The report of Leistra on reported versus estimated boiling points and vapor pressures for pesticides provides an interesting case study in mathematical underpinnings for the phenomena investigated. Reports of chemical properties are available from many online databases such as ChemSpider, PubChem, and others. But these aggregate other sources of data to get chemical properties. In some cases, they are from a manufacturer. Of course, manufacturers often report values without a method or explanation of how it was determined.
The article makes a number of assumptions, the most important of which is that reported values are based on experimental observations. That’s a reasonable assumption here. But Leistra uses several estimation techniques to determine if numerical models for the boiling point or vapor pressure come close. Overall, he finds that they are at least of the correct order of magnitude. Coming from a numerical background, I find that order of magnitude to insufficient for many results. But, like everything, the quality of the result depends on the application.
Reported and estimated values can each have a place in the modeling of chemical properties. If a value correct within an order of magnitude is sufficient for the application of the data, then it does not matter which value is used. Applications requiring greater precision can use experimentation to find the practical values. Further, estimated values can be used to provide ballpark estimates which can then be verified through experimentation. When experimentation is not possible, the estimate needs to be sufficient. But these can cross-check each other.
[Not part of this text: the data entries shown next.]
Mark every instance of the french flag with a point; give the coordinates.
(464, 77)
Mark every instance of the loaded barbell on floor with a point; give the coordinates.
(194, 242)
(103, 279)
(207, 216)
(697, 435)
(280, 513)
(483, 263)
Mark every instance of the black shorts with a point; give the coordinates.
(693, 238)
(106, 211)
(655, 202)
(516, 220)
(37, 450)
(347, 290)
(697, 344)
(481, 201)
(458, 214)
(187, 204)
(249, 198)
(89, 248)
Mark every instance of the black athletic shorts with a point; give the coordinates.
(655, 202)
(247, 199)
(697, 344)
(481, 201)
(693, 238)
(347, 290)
What catches my attention the most is that Leistra includes several linear or log-linear models for estimating the vapor pressure. While linear models can be quite effective, some semi-statistical models such as artificial neural networks or random forests may be able to provide superior results for estimating chemical properties. The unfortunate downside is that chemists may not like the inability to understand what the model is doing. It seems I am not the first to think of this as the use of neural networks to estimate the boiling point of alkanes was investigated as far back as 1994. Though there are a great many alternative approaches that could be used.